Worum geht’s? Eva und Albert lernen sich auf einer Party kennen, sie sind beide schon länger geschieden und deren Töchter stehen kurz davor das Haus zu verlassen. Die beiden lernen sich besser kennen, doch natürlich gibt es da einen Haken…

Ich mag ja schon Serien mit „älteren“ Leuten, weil die meiner Lebensrealität mehr entsprechen als irgendwie Twens mit abgedrehtem Lifestyle und genauso ist es mit diesem Film. Die Datingphase von Eva und Albert verläuft herrlich normal, ohne Rosenblüten und grand gestures, die beiden Hauptdarsteller*innen liefern dabei eine tolle Performance ab, insbesondere Gandolfini, den man vor allem als bulligen, sexistischen Mafiboss Tony Soprano kennt. Alles fühlt sich einfach so normal und realistisch an, was mal eine nette Abwechslung bei dem Genre ist.

Enough Said („Genug gesagt“) ist ein schöner, humorvoller Film, ideal, wenn man auf der Suche nach etwas leichtem ist. Kann ich nur empfehlen.

[Film] A Monster Calls

A Monster Calls ist ein Film von 2016 und basiert auf dem gleichnamigen Fantasy-Roman von Patrick Ness bzw. von Siobhan Dowd, die die Geschichte entwarf, aber leider an Brustkrebs verstarb. Von dem Film hatte ich vorher nie gehört, was mich im Nachhinein verwundert, da er großartig ist.

Der Film handelt von dem 12-jährigen Connor, dessen Mutter schwer krank ist. Eines Nachts freundet Connor sich mit einem Monster (gesprochen von Liam Neeson) an, das ihm Geschichten erzählen möchte und irgendwann Connors eigene Geschichte hören will.

A Monster Calls handelt vom Sterben, Wut und Trauer und arbeitet die Themen mit visuell ansprechenden Artwork auf. Besonders gut gefallen hat mir, dass Tabus angesprochen und sensibel aufgelöst werden. Es ist ein runder, gelungener Film, den ihr euch anschauen solltet.

[Film] Tenet

Laut eigener Aussage arbeitete der Regiesseur und Drehbuchschreiber Christopher Nolan über ein Jahrzehnt an der Idee zu Tenet, dessen Story darauf basiert, dass Reisen rückwärts durch die Zeit möglich sind. Ohne diese Besonderheit wäre der Film ein stinklangweiliger 0815 Actionfilm mit spektakulären Bildern, und für viele Zuschauer*innen wird er das trotz Zeitreisen auch sein. Die Geschichte ist schnell erzählt: ein CIA Agent muss die Welt vor der Zerstörung durch einen russischen Bösewicht bewahren.
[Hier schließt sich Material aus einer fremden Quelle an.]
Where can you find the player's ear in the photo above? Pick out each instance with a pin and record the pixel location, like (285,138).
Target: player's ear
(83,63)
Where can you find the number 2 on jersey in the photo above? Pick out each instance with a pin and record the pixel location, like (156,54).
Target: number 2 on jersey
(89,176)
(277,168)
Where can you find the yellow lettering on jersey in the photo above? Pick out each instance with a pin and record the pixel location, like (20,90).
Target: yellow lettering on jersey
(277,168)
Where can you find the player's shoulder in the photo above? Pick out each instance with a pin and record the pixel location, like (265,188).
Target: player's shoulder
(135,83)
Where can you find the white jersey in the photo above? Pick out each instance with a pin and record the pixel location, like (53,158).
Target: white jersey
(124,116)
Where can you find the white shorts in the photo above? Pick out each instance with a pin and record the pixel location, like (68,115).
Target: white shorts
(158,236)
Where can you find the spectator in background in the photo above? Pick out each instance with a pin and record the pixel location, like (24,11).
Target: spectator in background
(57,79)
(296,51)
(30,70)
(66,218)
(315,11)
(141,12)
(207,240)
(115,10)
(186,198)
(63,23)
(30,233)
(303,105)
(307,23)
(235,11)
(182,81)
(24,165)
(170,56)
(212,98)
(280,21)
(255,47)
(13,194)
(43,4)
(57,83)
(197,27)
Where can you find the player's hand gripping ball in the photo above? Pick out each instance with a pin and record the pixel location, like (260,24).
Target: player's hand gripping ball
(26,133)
Ich war enttäuscht vom Cast, da ich von John David Washington (BlackKklansman) und Robert Pattinson (Der Leuchtturm) bessere Performances gesehen habe, ihre Charaktere sind flach und nuscheln sich leise durch die Story. Für Elizabeth Debicki blieb nur die Rolle der Damsel in Distress, die die Hälfte des Films panisch rumsteht.

Ich bin sehr gespalten, was den Film betrifft. Die Idee hat mir richtig gut gefallen. Die Umsetzung fand ich nicht ganz gelungen. Der Film war anfangs viel zu verwirrend und hatte seltsame Schnitte und Sprünge, die nichts mit dem Zeitreiseaspekt zu tun hatten. Es wirkte so als ob Nolan die ihm lästige Story schnell abarbeiten wollte, um zu den ausufernden Actionszenen zu kommen. Der „Twist“ war gut, eigentlich müsste man den Film (genauso wie zB. Nolans Memento) ein zweites Mal schauen, aber bei der Filmlänge habe ich dazu wenig Lust.

Man kann Tenet gucken, wenn man Lust auf opulente Actionenszenen hat, oder weil man sich für den Zeitreiseaspekt interessiert, man verpasst aber auch nichts, wenn man die 2,5 Stunden woanders investiert.